Writer’s Quill Winning Story!

 

Congratulations to Maria Simmons on winning this week’s Writer’s Quill contest! We thoroughly enjoyed her entry, Lost! 

 

LOST

by Maria Sammons

11th Grade

Alfred Stanford was exceptionally good at getting himself lost.

Alf look at his first sentence and laughed. It was a good start to his paper. Mrs. Felix, his old English teacher, had always told him that to start a story, he should write a statement at the top of the paper and then either prove it or disprove it. Alf intended to prove this statement.

The first time he remembered getting himself lost was when he was six years old. At a grocery store, with his mother, just like always. And he wandered off. She was busy with his little brother and he walked away without her noticing. They found him crying in the kitchen supplies aisle. (On a side note, he found that kitchen towels were good at drying tears.)

When he was nine years old, Alf was sent to a summer camp where everyone was bigger and more talented than him. He was lost from the moment he saw them all. So he walked away, deep into the woods, and found an old fallen tree to sit on. He wished he had a kitchen towel with him. The camp staff members, of course, were not impressed. They told his mother, and she asked him about it when he came home.

“Why would you wander off like that?”

“I was lost,” he replied.

But his mother did not understand the answer. She did not know that he was lost before he ever entered the woods.

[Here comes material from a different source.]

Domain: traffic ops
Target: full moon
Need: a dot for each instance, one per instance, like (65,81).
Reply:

One summer, when Alf was twelve years old, his family went to a fairground. It was supposed to be a fun time, but his parents would not stop arguing. When his father raised his voice, Alf walked away.

They didn’t notice.

He took as many turns as he could and eventually stood behind a food cart with no idea where he was. It took his parents 27 minutes to find him. They were still angry, and now they were angry with him, too.

When he was fourteen, Alf entered the Academy. As soon as he arrived, he thought of that summer camp. The school was huge, and everyone there was bigger and more talented than him. Alf was already lost.

In his first couple weeks there, Alf spent a lot of time in dark closets and empty rooms, sometimes clutching towels. Occasionally people would find him there and ask what he was doing.

“I’m lost,” Alf would always tell them.

And then they would give him directions or show him a map, but they never helped the fact that Alf was lost.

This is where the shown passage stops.